Altman stated, “AI won’t replace humans. But humans who use AI will replace those who don’t.” His focus was on “agency”—moving from assistants that talk to agents that execute complex workflows over long time horizons.
7. Jensen Huang, Founder & CEO at NVIDIA
“Sovereign AI” is the new national defense.
Huang argued we are transitioning into the age of the “AI Factory,” where a country’s token generation capacity will be directly proportional to its economic prosperity.
8. Chuck Robbins, Chair & CEO at CISCO
2026 is the year of the “Agentic Reset.”
Robbins warned that companies failing to prepare their infrastructure for autonomous agents will face a “trust gap” that breaks their business model, calling it a complete “reset of the rules.”
9. Mike Krieger, Chief Product Officer at Anthropic
We are entering the phase of “Vibe Coding.”
Krieger highlighted that as models become reliable, the barrier to building software dissolves.

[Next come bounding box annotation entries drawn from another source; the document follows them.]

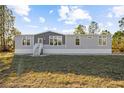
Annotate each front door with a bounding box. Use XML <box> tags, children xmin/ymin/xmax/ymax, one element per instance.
<box><xmin>38</xmin><ymin>38</ymin><xmax>43</xmax><ymax>44</ymax></box>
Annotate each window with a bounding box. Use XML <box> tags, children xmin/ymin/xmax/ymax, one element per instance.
<box><xmin>27</xmin><ymin>39</ymin><xmax>31</xmax><ymax>45</ymax></box>
<box><xmin>49</xmin><ymin>36</ymin><xmax>62</xmax><ymax>45</ymax></box>
<box><xmin>75</xmin><ymin>37</ymin><xmax>80</xmax><ymax>45</ymax></box>
<box><xmin>22</xmin><ymin>37</ymin><xmax>31</xmax><ymax>46</ymax></box>
<box><xmin>99</xmin><ymin>36</ymin><xmax>107</xmax><ymax>45</ymax></box>
<box><xmin>54</xmin><ymin>36</ymin><xmax>57</xmax><ymax>45</ymax></box>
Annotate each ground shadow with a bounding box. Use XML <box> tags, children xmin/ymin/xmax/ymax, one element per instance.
<box><xmin>12</xmin><ymin>55</ymin><xmax>124</xmax><ymax>80</ymax></box>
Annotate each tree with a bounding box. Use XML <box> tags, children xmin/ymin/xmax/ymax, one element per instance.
<box><xmin>74</xmin><ymin>25</ymin><xmax>86</xmax><ymax>34</ymax></box>
<box><xmin>101</xmin><ymin>30</ymin><xmax>111</xmax><ymax>35</ymax></box>
<box><xmin>112</xmin><ymin>31</ymin><xmax>124</xmax><ymax>52</ymax></box>
<box><xmin>88</xmin><ymin>21</ymin><xmax>99</xmax><ymax>34</ymax></box>
<box><xmin>118</xmin><ymin>17</ymin><xmax>124</xmax><ymax>31</ymax></box>
<box><xmin>0</xmin><ymin>5</ymin><xmax>15</xmax><ymax>51</ymax></box>
<box><xmin>6</xmin><ymin>27</ymin><xmax>21</xmax><ymax>51</ymax></box>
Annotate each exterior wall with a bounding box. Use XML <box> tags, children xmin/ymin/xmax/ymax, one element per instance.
<box><xmin>65</xmin><ymin>35</ymin><xmax>111</xmax><ymax>49</ymax></box>
<box><xmin>15</xmin><ymin>35</ymin><xmax>34</xmax><ymax>54</ymax></box>
<box><xmin>15</xmin><ymin>32</ymin><xmax>112</xmax><ymax>54</ymax></box>
<box><xmin>34</xmin><ymin>31</ymin><xmax>65</xmax><ymax>45</ymax></box>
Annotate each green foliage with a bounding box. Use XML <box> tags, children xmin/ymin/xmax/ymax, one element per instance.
<box><xmin>112</xmin><ymin>31</ymin><xmax>124</xmax><ymax>52</ymax></box>
<box><xmin>74</xmin><ymin>25</ymin><xmax>86</xmax><ymax>34</ymax></box>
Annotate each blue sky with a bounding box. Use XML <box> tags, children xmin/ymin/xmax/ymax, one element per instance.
<box><xmin>8</xmin><ymin>5</ymin><xmax>124</xmax><ymax>34</ymax></box>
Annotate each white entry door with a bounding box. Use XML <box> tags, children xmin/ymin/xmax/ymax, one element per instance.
<box><xmin>38</xmin><ymin>38</ymin><xmax>43</xmax><ymax>44</ymax></box>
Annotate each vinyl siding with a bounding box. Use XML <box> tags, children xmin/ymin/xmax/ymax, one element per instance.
<box><xmin>34</xmin><ymin>31</ymin><xmax>65</xmax><ymax>45</ymax></box>
<box><xmin>15</xmin><ymin>35</ymin><xmax>34</xmax><ymax>49</ymax></box>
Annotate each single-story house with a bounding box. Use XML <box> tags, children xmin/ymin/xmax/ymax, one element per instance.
<box><xmin>15</xmin><ymin>31</ymin><xmax>112</xmax><ymax>55</ymax></box>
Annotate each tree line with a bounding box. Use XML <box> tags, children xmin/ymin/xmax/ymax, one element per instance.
<box><xmin>0</xmin><ymin>5</ymin><xmax>21</xmax><ymax>51</ymax></box>
<box><xmin>74</xmin><ymin>17</ymin><xmax>124</xmax><ymax>53</ymax></box>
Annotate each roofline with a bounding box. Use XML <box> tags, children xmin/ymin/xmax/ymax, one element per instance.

The next leap is models that can “plan agentically,” making the ability to code less important than the ability to describe a problem clearly.
10. Dylan Field, CEO at Figma
Execution stops being the moat.
Field argued that when anyone can build instantly, the real competitive advantage becomes taste. In a world of infinite generated content, knowing what not to make is more valuable than knowing how to make it.